Gelişen teknolojiyi, tarihsel veriyi, bilimsel araştırmaları kullanarak; hazırlık, planlama ve tatbikatlarla olası tehlike ve riskleri en aza indirgemek hepimizin görevidir. Sürdürülebilir eğitimlerle toplumdaki her bireyi olası afetlere hazırlamamız hayati önem taşımaktadır. Bireyden aileye, mahalleden ilçeye, illerden bölgelere, ülkelerden Dünyamıza topyekün bir şekilde afetlere dayanıklı katmanlar oluşturabiliriz. Bunu yaparken de yerel ve ulusal tüm yöneticilerin, akademisyenlerin, STK’ların, özel sektörün tam bir işbirliği içinde olması elzemdir. Mutlak ve güçlü bir ‘risk yönetimi’ olmazsa olmazdır.

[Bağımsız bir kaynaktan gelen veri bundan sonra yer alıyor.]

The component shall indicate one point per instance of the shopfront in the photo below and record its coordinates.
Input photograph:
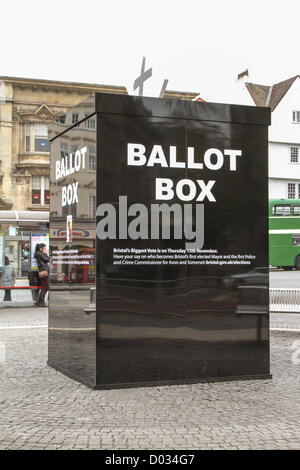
(16, 231)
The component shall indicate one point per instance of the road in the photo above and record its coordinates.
(285, 279)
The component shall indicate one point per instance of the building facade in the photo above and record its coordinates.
(27, 106)
(284, 135)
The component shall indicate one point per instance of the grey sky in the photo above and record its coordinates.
(198, 45)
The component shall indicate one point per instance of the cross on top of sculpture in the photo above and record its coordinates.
(139, 82)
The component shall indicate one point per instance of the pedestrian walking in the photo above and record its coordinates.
(42, 260)
(7, 279)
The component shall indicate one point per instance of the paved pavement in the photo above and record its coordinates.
(43, 409)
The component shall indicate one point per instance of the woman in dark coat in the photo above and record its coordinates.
(42, 260)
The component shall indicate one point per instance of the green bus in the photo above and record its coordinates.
(284, 233)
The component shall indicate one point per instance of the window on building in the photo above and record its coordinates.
(40, 190)
(41, 142)
(291, 190)
(27, 138)
(296, 116)
(296, 210)
(63, 150)
(294, 155)
(92, 206)
(281, 210)
(92, 159)
(90, 123)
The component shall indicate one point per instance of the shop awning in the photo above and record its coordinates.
(24, 216)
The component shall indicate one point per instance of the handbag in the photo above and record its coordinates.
(43, 273)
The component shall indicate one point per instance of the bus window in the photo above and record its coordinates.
(295, 210)
(281, 210)
(296, 240)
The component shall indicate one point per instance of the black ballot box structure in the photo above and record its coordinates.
(159, 242)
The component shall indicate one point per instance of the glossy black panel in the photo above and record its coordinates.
(177, 323)
(197, 315)
(72, 323)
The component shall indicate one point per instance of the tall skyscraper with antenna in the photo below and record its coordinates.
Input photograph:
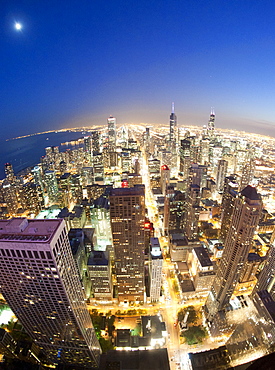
(173, 126)
(246, 214)
(40, 282)
(211, 124)
(111, 133)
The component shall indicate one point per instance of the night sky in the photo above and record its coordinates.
(76, 62)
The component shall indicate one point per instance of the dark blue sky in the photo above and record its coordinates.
(76, 62)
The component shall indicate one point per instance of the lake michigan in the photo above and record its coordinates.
(27, 151)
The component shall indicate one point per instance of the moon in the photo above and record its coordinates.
(18, 26)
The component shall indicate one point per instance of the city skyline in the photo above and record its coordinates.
(74, 65)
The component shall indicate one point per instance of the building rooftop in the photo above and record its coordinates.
(98, 258)
(136, 190)
(22, 229)
(202, 256)
(250, 192)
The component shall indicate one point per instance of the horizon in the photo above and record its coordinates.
(65, 64)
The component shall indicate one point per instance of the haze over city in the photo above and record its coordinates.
(73, 64)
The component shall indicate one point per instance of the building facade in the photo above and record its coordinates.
(40, 282)
(127, 212)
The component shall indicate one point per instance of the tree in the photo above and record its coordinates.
(192, 314)
(106, 345)
(194, 335)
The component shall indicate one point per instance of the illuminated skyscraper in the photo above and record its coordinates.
(221, 174)
(9, 173)
(88, 149)
(211, 124)
(245, 218)
(164, 178)
(51, 186)
(111, 133)
(155, 269)
(230, 192)
(40, 282)
(127, 213)
(173, 126)
(192, 213)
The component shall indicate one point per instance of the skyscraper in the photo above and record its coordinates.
(230, 192)
(211, 124)
(155, 269)
(245, 218)
(40, 282)
(111, 121)
(221, 174)
(127, 213)
(192, 212)
(173, 126)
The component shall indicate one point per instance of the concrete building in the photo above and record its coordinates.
(40, 282)
(100, 272)
(127, 214)
(155, 269)
(245, 218)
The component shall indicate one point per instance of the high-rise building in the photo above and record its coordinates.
(211, 124)
(127, 213)
(191, 218)
(100, 272)
(40, 282)
(245, 218)
(221, 174)
(111, 121)
(155, 269)
(230, 192)
(173, 126)
(88, 149)
(266, 279)
(51, 186)
(95, 141)
(164, 178)
(9, 173)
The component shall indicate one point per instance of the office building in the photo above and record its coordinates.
(111, 121)
(155, 269)
(51, 186)
(127, 213)
(40, 282)
(230, 192)
(246, 214)
(221, 174)
(191, 217)
(211, 124)
(164, 178)
(100, 273)
(173, 127)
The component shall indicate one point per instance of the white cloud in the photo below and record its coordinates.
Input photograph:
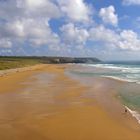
(108, 15)
(73, 35)
(76, 10)
(124, 40)
(129, 40)
(5, 43)
(131, 2)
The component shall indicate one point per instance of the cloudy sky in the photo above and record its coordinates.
(107, 29)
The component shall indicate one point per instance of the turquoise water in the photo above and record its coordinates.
(129, 91)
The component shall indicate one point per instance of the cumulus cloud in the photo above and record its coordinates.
(28, 22)
(108, 15)
(5, 43)
(124, 39)
(76, 10)
(131, 2)
(73, 35)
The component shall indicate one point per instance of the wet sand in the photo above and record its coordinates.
(47, 104)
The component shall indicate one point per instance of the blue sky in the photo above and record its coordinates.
(107, 29)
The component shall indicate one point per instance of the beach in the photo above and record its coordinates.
(45, 102)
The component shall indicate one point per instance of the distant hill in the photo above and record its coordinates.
(60, 60)
(8, 62)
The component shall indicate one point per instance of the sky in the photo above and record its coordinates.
(106, 29)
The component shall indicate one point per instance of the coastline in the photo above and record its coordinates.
(74, 115)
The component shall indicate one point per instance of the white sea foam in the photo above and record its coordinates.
(120, 79)
(135, 114)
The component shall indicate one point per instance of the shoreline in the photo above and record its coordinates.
(58, 109)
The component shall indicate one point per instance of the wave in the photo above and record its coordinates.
(135, 114)
(121, 79)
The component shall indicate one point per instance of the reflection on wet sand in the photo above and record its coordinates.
(53, 106)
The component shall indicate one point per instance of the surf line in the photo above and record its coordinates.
(134, 114)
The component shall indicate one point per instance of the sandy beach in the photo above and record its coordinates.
(44, 103)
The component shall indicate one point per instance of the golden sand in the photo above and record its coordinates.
(71, 116)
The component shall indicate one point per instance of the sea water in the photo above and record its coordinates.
(129, 72)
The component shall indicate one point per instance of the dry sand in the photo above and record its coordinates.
(56, 110)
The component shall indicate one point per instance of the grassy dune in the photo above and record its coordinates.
(17, 62)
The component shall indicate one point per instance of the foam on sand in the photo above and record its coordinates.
(135, 114)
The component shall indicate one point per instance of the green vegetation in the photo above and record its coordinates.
(17, 62)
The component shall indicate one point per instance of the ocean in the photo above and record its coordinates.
(129, 72)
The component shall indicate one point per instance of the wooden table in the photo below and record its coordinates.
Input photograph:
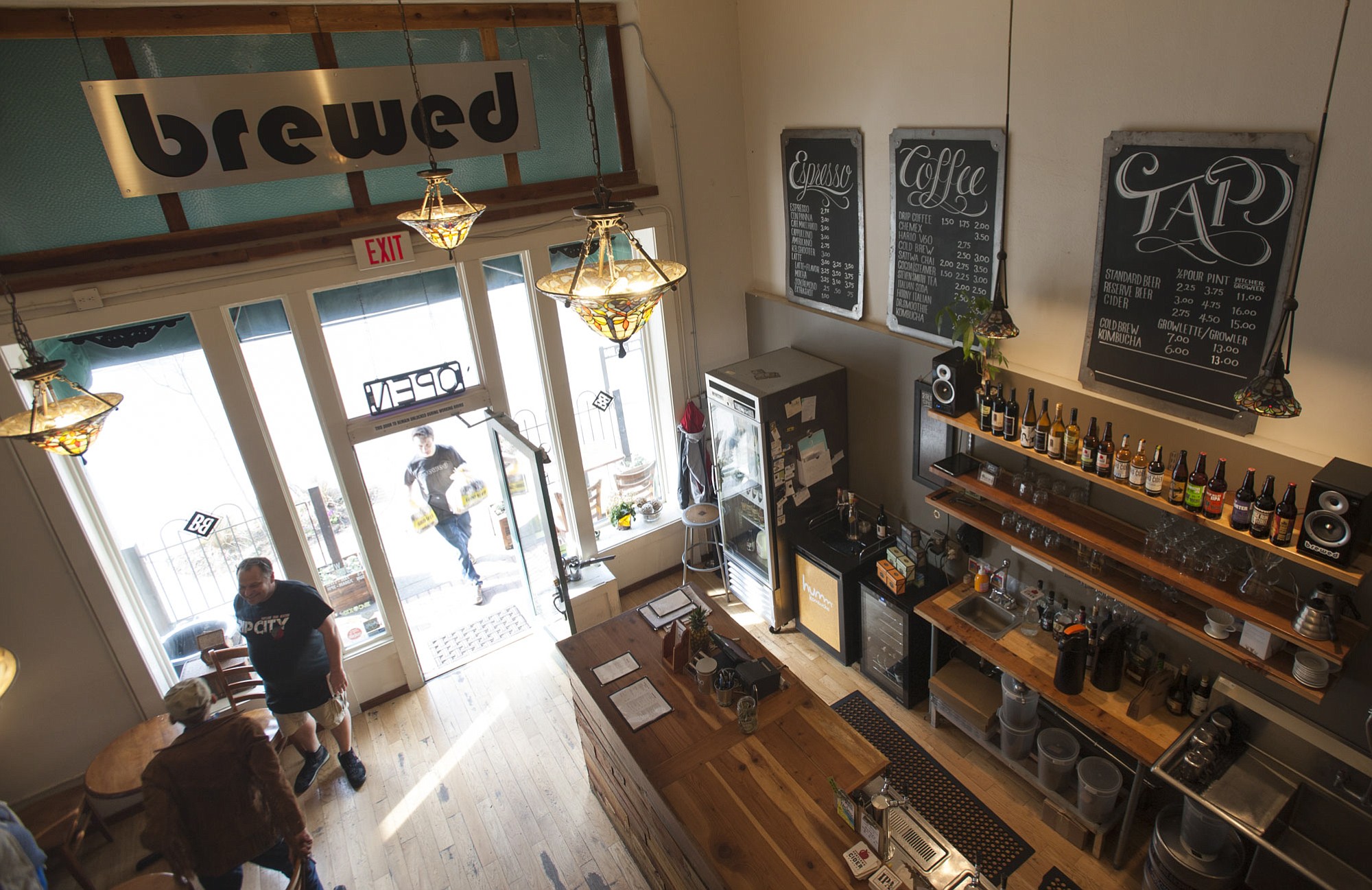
(698, 802)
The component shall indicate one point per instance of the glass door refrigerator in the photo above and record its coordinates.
(780, 433)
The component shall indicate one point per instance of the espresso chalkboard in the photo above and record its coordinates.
(1194, 250)
(947, 187)
(825, 239)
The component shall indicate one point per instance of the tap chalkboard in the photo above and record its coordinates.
(947, 187)
(825, 234)
(1194, 250)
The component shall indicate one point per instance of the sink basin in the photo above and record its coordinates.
(993, 620)
(1327, 835)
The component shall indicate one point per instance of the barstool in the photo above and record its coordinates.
(703, 518)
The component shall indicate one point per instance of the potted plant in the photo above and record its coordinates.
(622, 514)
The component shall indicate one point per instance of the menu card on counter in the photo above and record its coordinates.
(825, 233)
(1194, 252)
(947, 187)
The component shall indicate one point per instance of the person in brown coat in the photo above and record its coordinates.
(217, 798)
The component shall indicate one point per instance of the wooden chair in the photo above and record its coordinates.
(60, 824)
(244, 687)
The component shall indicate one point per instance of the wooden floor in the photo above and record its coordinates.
(477, 780)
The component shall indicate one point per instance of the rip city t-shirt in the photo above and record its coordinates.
(286, 646)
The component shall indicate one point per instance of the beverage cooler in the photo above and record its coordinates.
(780, 432)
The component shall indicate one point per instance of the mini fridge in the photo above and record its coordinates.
(780, 432)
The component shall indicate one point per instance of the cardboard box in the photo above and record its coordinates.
(971, 694)
(891, 577)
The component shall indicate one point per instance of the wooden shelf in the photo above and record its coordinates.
(1034, 659)
(1183, 617)
(1352, 574)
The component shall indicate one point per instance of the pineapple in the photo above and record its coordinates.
(699, 631)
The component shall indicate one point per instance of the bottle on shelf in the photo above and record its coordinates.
(1242, 510)
(1072, 441)
(1090, 443)
(1260, 521)
(1179, 696)
(1284, 521)
(1212, 506)
(1153, 478)
(1201, 698)
(1124, 458)
(1194, 496)
(1012, 432)
(1178, 491)
(1030, 423)
(1057, 434)
(1139, 466)
(1042, 429)
(1105, 452)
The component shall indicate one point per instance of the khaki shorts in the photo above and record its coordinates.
(329, 714)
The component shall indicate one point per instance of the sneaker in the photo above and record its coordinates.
(353, 768)
(312, 768)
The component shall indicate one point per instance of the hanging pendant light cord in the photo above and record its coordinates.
(602, 193)
(415, 79)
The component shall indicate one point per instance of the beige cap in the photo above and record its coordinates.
(187, 698)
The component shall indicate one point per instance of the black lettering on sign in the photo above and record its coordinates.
(415, 388)
(947, 187)
(825, 238)
(1194, 250)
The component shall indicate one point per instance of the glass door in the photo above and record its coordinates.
(530, 521)
(743, 487)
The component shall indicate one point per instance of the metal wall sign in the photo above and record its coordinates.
(172, 134)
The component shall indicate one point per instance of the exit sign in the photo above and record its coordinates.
(383, 250)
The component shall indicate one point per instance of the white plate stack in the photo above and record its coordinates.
(1311, 670)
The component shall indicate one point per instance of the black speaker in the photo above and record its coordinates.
(1338, 514)
(956, 384)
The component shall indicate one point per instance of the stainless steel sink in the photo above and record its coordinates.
(991, 618)
(1326, 834)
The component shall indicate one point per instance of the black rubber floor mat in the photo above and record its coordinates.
(941, 798)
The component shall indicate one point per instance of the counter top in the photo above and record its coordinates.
(743, 810)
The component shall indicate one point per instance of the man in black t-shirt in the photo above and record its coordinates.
(296, 646)
(433, 470)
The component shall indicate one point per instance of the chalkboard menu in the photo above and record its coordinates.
(1194, 250)
(946, 193)
(825, 239)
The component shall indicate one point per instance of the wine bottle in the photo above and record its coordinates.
(1105, 452)
(1244, 499)
(1194, 496)
(1013, 417)
(1178, 491)
(1030, 423)
(1120, 469)
(1057, 433)
(1072, 441)
(1089, 448)
(1139, 466)
(1284, 522)
(1260, 521)
(1042, 429)
(1212, 504)
(1153, 478)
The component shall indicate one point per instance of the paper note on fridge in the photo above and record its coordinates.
(814, 459)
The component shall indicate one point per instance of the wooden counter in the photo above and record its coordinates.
(698, 802)
(1035, 661)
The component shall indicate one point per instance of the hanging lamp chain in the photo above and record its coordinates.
(415, 79)
(602, 193)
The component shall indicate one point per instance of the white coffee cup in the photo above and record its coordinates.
(1219, 622)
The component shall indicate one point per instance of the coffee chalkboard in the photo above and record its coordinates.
(825, 238)
(947, 187)
(1194, 250)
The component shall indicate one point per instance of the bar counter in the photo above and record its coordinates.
(698, 802)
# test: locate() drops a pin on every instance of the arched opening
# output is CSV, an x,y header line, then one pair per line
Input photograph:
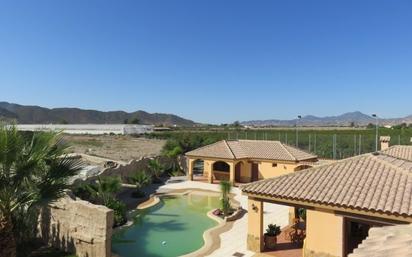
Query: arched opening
x,y
302,167
221,166
198,167
221,170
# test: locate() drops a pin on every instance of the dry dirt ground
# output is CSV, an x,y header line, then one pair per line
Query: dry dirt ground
x,y
115,147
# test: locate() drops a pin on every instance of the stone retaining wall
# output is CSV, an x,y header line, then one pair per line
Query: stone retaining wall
x,y
77,226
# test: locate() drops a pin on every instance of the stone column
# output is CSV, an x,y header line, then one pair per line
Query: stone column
x,y
210,174
232,173
255,240
190,169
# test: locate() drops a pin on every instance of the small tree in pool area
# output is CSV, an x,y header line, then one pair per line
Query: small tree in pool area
x,y
225,188
157,169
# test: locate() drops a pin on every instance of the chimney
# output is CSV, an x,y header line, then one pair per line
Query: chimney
x,y
385,140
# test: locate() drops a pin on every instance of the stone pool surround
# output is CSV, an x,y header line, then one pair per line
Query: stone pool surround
x,y
210,236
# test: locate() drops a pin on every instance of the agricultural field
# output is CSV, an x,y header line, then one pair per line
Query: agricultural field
x,y
329,143
115,147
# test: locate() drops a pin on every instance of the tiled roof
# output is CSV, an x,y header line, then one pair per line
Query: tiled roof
x,y
384,138
388,241
254,149
376,182
399,151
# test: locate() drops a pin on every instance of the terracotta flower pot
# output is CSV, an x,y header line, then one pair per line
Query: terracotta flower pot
x,y
270,241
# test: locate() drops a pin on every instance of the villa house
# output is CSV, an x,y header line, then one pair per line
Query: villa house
x,y
343,201
246,161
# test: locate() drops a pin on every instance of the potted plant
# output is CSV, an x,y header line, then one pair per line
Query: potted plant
x,y
271,236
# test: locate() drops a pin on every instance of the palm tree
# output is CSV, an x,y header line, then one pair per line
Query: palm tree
x,y
225,188
173,154
34,172
156,168
140,179
104,192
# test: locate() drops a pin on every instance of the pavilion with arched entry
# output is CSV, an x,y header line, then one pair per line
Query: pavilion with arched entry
x,y
244,161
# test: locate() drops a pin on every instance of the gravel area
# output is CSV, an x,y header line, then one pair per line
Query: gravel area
x,y
116,147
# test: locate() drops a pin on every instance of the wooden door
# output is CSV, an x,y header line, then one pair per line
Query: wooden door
x,y
238,168
255,171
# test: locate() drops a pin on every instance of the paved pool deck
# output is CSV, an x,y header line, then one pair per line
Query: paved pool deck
x,y
233,242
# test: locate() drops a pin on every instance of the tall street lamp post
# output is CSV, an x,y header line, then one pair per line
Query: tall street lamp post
x,y
297,131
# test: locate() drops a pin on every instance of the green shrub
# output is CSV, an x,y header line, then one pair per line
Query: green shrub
x,y
119,209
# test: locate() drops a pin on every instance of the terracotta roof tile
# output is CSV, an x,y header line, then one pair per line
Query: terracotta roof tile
x,y
376,182
253,149
388,241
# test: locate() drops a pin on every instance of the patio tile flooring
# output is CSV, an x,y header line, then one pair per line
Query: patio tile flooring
x,y
234,241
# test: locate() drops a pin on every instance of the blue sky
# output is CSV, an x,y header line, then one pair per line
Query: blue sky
x,y
210,61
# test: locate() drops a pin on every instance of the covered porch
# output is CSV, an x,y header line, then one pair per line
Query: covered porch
x,y
215,170
291,239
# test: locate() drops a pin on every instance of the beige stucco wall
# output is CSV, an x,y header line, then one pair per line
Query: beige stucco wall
x,y
266,170
78,226
255,225
324,234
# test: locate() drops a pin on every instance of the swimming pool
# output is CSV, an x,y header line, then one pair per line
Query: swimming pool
x,y
171,228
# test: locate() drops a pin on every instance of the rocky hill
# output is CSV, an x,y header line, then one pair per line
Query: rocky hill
x,y
25,114
356,118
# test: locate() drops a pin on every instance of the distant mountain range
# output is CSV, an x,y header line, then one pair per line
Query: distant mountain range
x,y
346,119
24,114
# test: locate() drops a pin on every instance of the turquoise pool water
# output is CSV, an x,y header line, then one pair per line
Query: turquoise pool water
x,y
171,228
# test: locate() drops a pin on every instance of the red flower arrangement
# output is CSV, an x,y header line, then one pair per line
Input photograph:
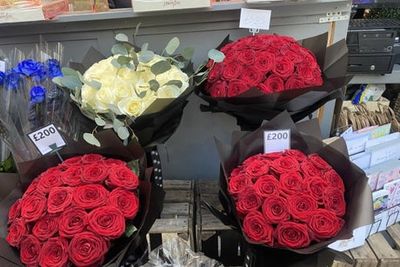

1-7 Mart Deprem Haftası sebebiyle bazı öneriler:
- Yaşadığımız binaların depreme karşı dayanıklılığını mutlaka bilmeliyiz.
- Yaşadığımız yerleşim yerinin tarihsel deprem geçmişini ve deprem tehlikesini mutlaka bilmeliyiz.
- Kendimizin, ailemizin, sevdiklerimizin can ve mal güvenliğini sağlamak için depremlere ve afetlere karşı mutlaka bilinçli olmalı ve gereken eğitimleri almalıyız.
- Yapısal ve yapısal olmayan (örneğin evdeki gardrobun konumu, duvara asılı televizyonlar vb.) tehlikelerin farkında olmalı ve tedbir almalıyız.
- Her bireyin, her hanenin, her apartmanın, her mahallenin vb. mutlaka afet ve acil durum hazırlık planları olmalı ve sürekli tatbikatlarla yaşatmalıyız.
- Ülkemiz genelinde bölgesel ve ulusal kalkınma planlarında, deprem tehlikesi ve yapılması gerekenlere mutlaka çok geniş kapsamlı yer vermeliyiz.
- Eğitim, sağlık, lojistik, haberleşme, hukuk, turizm vb. sektörler bazında deprem tehlikesine karşı neler yapılması gerektiği bilinmeli ve tüm hazırlık ve planlamalar yapılmış olmalıdır.
- Depremlerin olası ekonomik kayıplarına karşı var olan zorunlu deprem sigortası sistemi geliştirilmeli ve yaygınlaştırılmadır.